According to Galbraith, the basic concept of the relationship of trade deficits to budget deficits is pretty much widely accepted among macroeconomists, though even their accurate ideas can take decades to trickle into public policy, and sometimes never trickle into the heads of the captains of business:

There is a basic relationship in macroeconomics, as fundamental as it is poorly understood, that links the internal and the international financial position of any country. A country's internal deficit, that is, its "public" deficit and its "private" deficit - the annual borrowing by companies and households - will together equal its international deficit. [my emphasis]
This is a very important relationship that the Democrats need to act as if they understood in their budget policies.

That doesn't mean that federal spending somehow has no effect on the economy. It obviously does. It does mean that federal budget deficits are not something the Democrats should let stand in the way of enacting needed programs like universal health insurance and action on global climate change.

Also, Galbraith is not arguing that under all conditions, budget deficits as such don't matter. Under the Bretton Woods system where the dollar was tied to gold and other major currencies to the dollar, it was a different matter. But that system formally ended in 1973, replaced by today's system of floating currency values. As he puts it, after 1973:

... the anchor that had ... tied the U.S. federal budget position to one of approximate balance had been broken - without anyone in high policy positions taking note.

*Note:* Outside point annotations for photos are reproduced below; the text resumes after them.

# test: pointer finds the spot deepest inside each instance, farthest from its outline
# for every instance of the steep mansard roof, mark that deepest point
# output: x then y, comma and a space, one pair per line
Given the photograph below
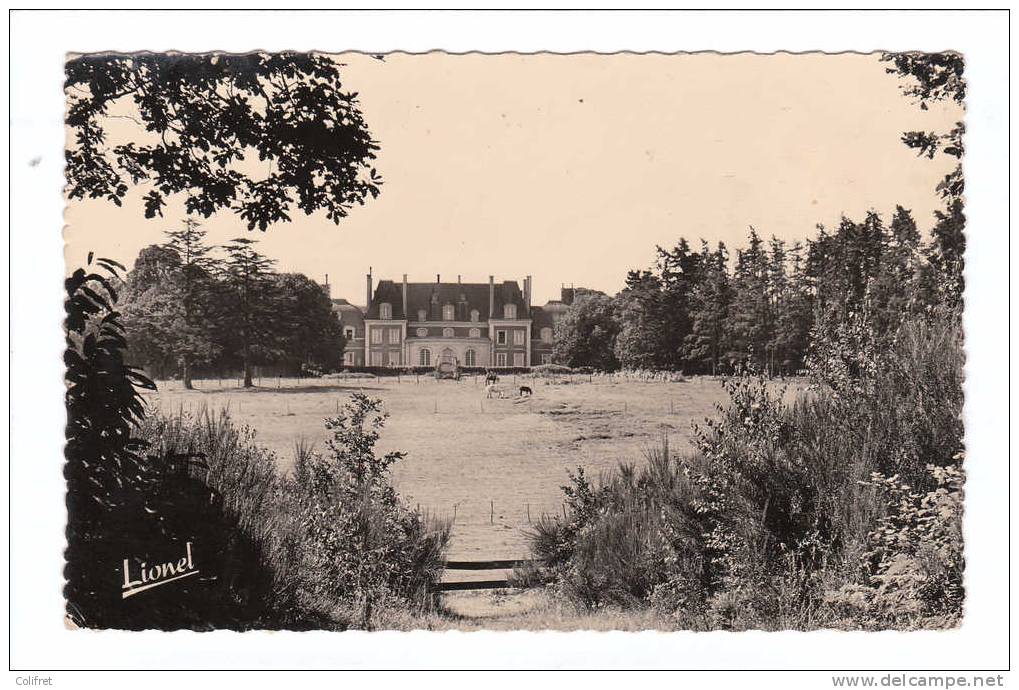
432, 296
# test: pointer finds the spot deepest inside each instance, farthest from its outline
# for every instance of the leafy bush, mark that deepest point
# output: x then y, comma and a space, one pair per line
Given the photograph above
366, 546
915, 574
257, 556
775, 522
129, 500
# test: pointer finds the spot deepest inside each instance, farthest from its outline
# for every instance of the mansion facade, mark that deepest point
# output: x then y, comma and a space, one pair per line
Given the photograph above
471, 324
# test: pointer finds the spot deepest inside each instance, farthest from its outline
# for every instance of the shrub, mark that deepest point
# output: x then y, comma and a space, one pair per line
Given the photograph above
632, 541
366, 546
915, 573
255, 547
778, 522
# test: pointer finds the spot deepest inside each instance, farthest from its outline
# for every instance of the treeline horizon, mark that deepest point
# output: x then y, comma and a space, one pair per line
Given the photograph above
705, 310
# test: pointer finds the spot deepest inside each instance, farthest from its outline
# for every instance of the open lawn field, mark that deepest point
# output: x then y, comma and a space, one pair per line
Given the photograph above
493, 465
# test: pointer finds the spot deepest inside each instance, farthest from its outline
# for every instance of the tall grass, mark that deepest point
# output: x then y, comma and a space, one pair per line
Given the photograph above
302, 532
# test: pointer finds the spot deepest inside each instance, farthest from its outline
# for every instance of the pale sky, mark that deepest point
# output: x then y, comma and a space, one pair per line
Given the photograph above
572, 168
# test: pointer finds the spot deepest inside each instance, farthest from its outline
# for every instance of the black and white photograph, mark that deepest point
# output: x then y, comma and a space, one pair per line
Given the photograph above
452, 340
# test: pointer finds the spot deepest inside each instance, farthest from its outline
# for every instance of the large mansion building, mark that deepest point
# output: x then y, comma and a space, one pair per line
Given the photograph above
473, 324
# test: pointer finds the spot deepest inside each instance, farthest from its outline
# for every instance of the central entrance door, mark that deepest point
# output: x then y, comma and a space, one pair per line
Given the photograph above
448, 357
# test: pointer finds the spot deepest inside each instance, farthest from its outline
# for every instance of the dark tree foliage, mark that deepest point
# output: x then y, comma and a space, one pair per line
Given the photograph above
248, 308
308, 333
931, 77
207, 122
103, 400
936, 76
586, 333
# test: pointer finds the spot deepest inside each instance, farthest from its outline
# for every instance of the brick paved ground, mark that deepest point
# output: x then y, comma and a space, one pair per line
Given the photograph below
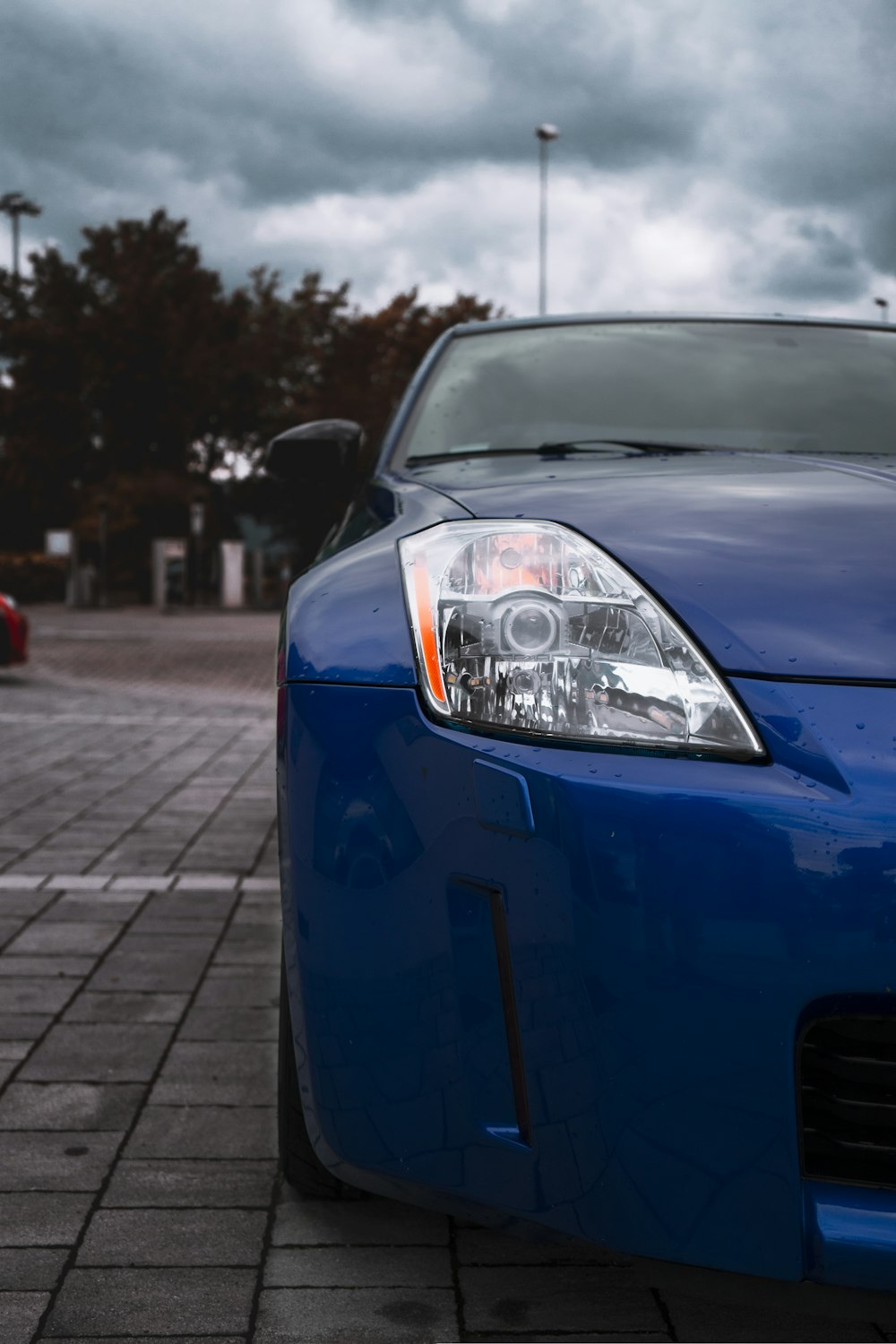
139, 978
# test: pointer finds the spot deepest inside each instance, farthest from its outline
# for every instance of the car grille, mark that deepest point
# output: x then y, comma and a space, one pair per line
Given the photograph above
848, 1099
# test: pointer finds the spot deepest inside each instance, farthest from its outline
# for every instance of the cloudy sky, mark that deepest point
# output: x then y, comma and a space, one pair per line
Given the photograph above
715, 155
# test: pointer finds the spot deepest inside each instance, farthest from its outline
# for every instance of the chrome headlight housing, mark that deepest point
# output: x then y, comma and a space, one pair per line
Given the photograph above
527, 626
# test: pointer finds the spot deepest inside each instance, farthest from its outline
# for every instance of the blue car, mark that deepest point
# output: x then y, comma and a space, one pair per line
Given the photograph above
587, 795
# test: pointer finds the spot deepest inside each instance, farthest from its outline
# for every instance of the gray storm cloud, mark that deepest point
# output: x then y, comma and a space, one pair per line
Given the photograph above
226, 116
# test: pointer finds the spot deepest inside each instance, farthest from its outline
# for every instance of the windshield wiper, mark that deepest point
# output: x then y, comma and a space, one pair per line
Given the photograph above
564, 448
641, 445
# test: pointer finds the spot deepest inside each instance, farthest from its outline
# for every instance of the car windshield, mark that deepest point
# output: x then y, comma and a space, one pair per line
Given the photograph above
708, 384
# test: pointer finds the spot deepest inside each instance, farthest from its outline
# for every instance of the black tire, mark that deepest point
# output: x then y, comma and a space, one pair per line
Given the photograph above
301, 1167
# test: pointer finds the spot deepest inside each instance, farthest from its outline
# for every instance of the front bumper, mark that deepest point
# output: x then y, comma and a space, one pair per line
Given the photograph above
567, 986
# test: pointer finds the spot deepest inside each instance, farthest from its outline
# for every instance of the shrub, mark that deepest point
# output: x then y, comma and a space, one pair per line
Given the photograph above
32, 577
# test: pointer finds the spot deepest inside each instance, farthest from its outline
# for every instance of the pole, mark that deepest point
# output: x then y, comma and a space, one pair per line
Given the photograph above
543, 228
544, 134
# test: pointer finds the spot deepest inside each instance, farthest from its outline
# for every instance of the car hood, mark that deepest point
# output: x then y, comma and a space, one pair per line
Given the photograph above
780, 566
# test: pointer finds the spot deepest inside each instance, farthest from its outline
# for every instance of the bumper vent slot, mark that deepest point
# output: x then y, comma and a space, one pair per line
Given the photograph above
848, 1099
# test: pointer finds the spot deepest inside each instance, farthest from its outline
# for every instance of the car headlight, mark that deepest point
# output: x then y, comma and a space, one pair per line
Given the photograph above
530, 628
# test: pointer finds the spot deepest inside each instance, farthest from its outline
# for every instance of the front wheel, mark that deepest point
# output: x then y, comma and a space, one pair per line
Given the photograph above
303, 1169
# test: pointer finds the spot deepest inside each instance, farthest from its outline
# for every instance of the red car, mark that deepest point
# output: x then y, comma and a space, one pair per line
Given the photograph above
13, 632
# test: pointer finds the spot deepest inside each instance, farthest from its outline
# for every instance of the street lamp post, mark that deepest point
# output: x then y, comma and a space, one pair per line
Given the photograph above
544, 134
102, 531
15, 204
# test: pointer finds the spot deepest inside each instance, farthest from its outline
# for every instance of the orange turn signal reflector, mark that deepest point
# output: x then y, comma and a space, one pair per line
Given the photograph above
426, 625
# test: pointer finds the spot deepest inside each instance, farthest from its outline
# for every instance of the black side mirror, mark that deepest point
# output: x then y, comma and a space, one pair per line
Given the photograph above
317, 453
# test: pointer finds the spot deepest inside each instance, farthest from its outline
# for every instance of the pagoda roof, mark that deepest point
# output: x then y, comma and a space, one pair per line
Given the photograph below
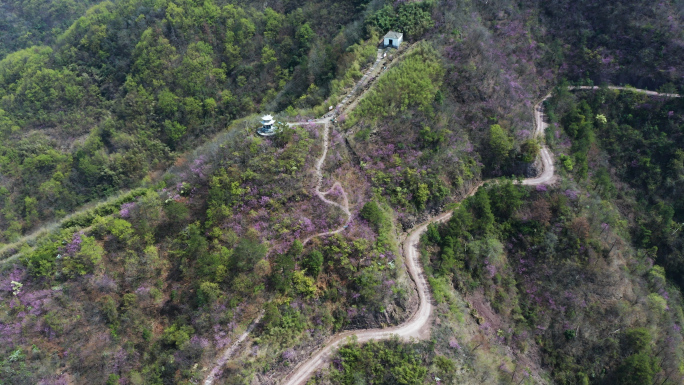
394, 35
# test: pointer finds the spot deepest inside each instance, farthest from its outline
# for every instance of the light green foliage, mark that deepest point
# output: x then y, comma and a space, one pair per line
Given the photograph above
500, 144
657, 304
313, 262
303, 284
567, 162
386, 362
267, 55
177, 335
530, 150
207, 293
412, 18
413, 82
638, 369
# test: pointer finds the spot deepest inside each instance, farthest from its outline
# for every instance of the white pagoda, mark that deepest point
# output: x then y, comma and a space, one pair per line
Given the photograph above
267, 126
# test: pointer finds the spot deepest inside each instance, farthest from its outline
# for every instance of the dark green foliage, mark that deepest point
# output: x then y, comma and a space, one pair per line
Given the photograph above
283, 268
638, 339
372, 213
384, 363
500, 145
313, 262
177, 335
505, 199
248, 252
412, 18
638, 369
432, 138
641, 138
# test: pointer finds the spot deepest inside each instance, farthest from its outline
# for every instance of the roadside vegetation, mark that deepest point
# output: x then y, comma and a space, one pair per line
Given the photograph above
157, 101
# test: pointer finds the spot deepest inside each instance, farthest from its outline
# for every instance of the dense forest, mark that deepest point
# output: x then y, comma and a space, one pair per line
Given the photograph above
164, 225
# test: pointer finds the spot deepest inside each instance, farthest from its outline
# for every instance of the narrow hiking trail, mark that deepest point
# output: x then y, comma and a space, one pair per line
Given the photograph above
318, 170
418, 326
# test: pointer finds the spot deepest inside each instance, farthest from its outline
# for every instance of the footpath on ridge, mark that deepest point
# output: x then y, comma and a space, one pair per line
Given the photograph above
418, 325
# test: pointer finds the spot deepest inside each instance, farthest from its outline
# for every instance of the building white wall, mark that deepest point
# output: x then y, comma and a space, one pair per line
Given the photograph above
395, 42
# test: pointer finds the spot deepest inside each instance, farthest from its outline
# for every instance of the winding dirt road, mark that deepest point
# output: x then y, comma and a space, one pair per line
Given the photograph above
418, 325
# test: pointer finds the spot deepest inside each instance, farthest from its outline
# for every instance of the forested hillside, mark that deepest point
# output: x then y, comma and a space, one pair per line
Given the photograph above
131, 84
150, 107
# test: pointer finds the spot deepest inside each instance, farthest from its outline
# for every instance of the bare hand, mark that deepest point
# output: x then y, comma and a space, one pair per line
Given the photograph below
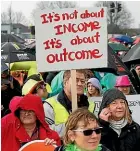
105, 114
11, 84
49, 141
2, 107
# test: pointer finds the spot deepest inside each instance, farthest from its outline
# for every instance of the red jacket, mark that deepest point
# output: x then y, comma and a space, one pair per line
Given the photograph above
13, 133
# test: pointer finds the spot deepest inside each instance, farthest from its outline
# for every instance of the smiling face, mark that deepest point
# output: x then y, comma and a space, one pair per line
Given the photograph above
92, 90
27, 117
80, 83
125, 89
117, 109
90, 142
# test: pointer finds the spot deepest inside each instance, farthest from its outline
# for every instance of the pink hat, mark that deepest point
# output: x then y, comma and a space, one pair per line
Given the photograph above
122, 81
14, 102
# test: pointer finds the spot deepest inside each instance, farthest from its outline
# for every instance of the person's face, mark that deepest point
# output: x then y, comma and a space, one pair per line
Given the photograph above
42, 91
117, 109
138, 71
91, 89
27, 117
80, 83
4, 74
85, 142
125, 89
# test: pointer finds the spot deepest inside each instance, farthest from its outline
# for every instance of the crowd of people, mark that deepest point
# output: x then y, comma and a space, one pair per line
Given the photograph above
39, 107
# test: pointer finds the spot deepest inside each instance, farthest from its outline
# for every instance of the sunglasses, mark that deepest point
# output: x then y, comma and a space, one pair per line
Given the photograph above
89, 131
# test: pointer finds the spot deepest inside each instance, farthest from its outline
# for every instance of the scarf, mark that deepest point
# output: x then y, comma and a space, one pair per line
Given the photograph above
73, 147
118, 125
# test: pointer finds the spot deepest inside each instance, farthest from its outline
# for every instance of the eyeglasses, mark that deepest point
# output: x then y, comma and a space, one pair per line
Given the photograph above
42, 86
89, 131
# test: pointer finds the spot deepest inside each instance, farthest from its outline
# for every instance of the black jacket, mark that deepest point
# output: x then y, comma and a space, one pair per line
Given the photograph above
129, 139
62, 148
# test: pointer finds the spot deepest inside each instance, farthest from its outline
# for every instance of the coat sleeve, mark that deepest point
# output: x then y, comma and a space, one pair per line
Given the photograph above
50, 119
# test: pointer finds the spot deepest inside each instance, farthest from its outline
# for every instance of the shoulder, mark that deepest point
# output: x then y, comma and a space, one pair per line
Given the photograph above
104, 148
60, 148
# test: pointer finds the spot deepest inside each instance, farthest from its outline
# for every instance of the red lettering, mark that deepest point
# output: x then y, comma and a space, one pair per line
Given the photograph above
50, 58
65, 53
46, 43
71, 56
83, 27
95, 53
77, 55
93, 39
58, 32
44, 18
59, 44
57, 17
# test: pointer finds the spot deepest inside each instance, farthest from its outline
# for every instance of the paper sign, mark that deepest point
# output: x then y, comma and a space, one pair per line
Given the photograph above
37, 145
74, 38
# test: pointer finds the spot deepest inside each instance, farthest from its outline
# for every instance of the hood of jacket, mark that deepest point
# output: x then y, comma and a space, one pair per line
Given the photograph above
14, 103
109, 96
34, 103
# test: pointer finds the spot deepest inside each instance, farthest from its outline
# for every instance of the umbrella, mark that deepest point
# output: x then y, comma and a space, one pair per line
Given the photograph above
137, 40
32, 48
118, 47
133, 55
3, 66
11, 46
112, 39
115, 64
124, 38
11, 38
17, 56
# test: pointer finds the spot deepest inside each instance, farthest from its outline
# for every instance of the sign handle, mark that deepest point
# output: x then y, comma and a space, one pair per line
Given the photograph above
73, 90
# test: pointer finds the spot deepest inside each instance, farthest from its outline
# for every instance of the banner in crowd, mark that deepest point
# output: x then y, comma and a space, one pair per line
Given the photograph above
74, 38
37, 145
134, 105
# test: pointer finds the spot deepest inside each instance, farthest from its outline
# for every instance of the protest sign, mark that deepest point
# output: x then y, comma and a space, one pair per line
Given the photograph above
133, 101
37, 145
74, 38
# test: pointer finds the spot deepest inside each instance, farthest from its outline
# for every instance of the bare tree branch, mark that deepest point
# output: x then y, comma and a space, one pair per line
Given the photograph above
53, 5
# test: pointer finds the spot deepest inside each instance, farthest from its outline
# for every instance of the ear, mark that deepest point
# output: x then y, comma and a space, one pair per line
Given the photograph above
71, 135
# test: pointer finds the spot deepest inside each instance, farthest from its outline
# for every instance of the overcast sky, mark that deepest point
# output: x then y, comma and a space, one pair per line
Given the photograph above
27, 6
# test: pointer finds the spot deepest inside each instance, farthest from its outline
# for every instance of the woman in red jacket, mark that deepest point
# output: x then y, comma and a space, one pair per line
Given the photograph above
25, 124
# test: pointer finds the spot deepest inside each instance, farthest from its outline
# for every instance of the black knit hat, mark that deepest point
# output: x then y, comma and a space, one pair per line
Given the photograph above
111, 95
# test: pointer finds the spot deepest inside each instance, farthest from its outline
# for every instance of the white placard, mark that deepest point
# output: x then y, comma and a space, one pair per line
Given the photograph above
134, 105
74, 38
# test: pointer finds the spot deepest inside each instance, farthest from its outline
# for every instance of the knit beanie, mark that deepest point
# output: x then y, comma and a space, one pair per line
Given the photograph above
95, 82
111, 95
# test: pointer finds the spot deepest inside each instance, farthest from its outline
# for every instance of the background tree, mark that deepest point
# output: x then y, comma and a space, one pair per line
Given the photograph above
122, 19
20, 18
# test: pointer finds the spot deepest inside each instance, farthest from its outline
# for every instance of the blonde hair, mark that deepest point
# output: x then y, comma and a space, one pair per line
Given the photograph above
81, 114
127, 115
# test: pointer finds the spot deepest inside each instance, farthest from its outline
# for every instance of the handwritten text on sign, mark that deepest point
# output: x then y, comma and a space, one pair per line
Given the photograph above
71, 39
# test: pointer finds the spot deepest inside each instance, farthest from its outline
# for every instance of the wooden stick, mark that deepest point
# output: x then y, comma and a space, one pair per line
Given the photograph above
73, 90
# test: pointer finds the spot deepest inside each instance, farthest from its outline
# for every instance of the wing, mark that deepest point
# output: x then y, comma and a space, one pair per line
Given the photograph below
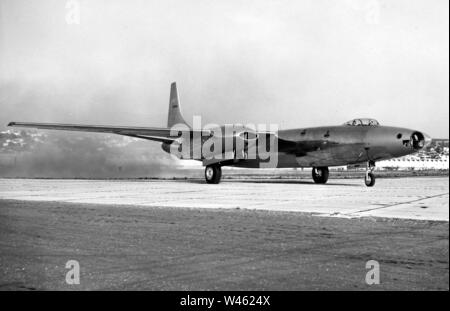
165, 135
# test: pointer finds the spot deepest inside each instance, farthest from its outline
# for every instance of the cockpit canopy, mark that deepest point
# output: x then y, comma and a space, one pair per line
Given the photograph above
362, 122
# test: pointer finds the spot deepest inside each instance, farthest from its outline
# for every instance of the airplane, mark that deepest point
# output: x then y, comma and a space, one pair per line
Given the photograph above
356, 142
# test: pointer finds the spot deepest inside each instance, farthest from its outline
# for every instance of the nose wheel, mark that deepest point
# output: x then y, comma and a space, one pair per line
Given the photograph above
320, 174
369, 179
213, 173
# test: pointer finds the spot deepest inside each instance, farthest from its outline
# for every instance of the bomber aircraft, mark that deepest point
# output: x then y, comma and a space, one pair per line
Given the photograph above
359, 141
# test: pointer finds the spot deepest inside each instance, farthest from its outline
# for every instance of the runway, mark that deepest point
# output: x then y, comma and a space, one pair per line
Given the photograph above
238, 235
425, 198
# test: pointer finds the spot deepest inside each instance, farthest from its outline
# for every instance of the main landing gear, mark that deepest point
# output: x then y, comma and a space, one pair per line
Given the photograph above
213, 173
320, 174
369, 179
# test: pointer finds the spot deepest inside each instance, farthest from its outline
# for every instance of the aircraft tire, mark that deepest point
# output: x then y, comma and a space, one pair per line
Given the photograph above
320, 174
213, 173
369, 179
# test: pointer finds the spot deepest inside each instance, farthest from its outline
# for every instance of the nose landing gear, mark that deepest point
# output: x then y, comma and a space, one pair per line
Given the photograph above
369, 179
213, 173
320, 174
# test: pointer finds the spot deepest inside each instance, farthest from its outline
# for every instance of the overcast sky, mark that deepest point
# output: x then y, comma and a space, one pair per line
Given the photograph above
295, 63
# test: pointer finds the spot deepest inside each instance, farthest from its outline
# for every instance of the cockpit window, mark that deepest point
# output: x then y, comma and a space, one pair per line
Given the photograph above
362, 122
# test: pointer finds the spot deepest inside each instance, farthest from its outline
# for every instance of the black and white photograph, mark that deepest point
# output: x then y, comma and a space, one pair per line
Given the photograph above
224, 151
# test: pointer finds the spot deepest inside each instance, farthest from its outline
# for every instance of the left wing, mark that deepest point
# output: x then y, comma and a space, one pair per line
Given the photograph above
150, 133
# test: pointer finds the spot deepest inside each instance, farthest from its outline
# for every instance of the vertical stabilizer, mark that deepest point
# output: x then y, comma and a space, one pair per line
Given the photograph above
175, 116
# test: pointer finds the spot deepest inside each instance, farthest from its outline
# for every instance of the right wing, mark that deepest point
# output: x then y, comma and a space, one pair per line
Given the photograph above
150, 133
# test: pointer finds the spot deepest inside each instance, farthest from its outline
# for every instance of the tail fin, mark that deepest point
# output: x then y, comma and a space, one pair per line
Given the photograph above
175, 116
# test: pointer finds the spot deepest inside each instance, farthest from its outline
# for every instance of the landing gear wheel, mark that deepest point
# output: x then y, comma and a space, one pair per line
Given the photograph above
213, 173
369, 180
320, 174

The old wisdom, which held that budgets should be balanced or perhaps balanced over the business cycle, continued to be spoken, but it was obsolete.
Galbraith praises the progressive nature of the tax system enacted during the Clinton administration. The standard Democratic argument is that Clinton's efforts to balance the budget led to lower interest rates, which led to the strong economic expansion of the 1990s. Galbraith writes of the argument:

This is nonsense. Whatever the merits of the Clinton tax program, which was on the whole progressive, it did not generate either the recovery that began in 1994 or the boom that took hold in the late 1990s. The sources of growth and then of boom came from other places.
When Congress passed the key deficit-reduction package in 1993, long-term interest rates rose instead of falling.

The policy sequence of cutting budget deficits in order to reassure credit markets and lower long-term interest rates was tried. It did not work.

The recovery took root anyway, and one can pinpoint the date it really began - precisely - to February 4, 1994. On that date, Alan Greenspan raised the short-term interest rate, allowing short rates to begin to catch up to the rise in long-term rates that had been under way for some months by that time.
He goes on to explain that though this normally would have impeded growth, in the particular circumstances of the economy in 1994, it forced American banks to ease up on credit for businesses:

The "credit crunch", widely discussed in the press for weeks leading up to this action, abruptly disappeared. Money suddenly became available for risk-taking firms. Job growth almost immediately resumed. This was an important development that actually saved the Clinton administration down the road, but it had almost no connection to the deficit-reduction package of late 1993. [my emphasis]
The bottom line, no matter how much the all-knowing punditocracy and the business press howl in outrage, the Democrats should not let the budget deficit get in the way of enacting Obama's economic program.

I take it for granted that the Republicans will fight it like all hell.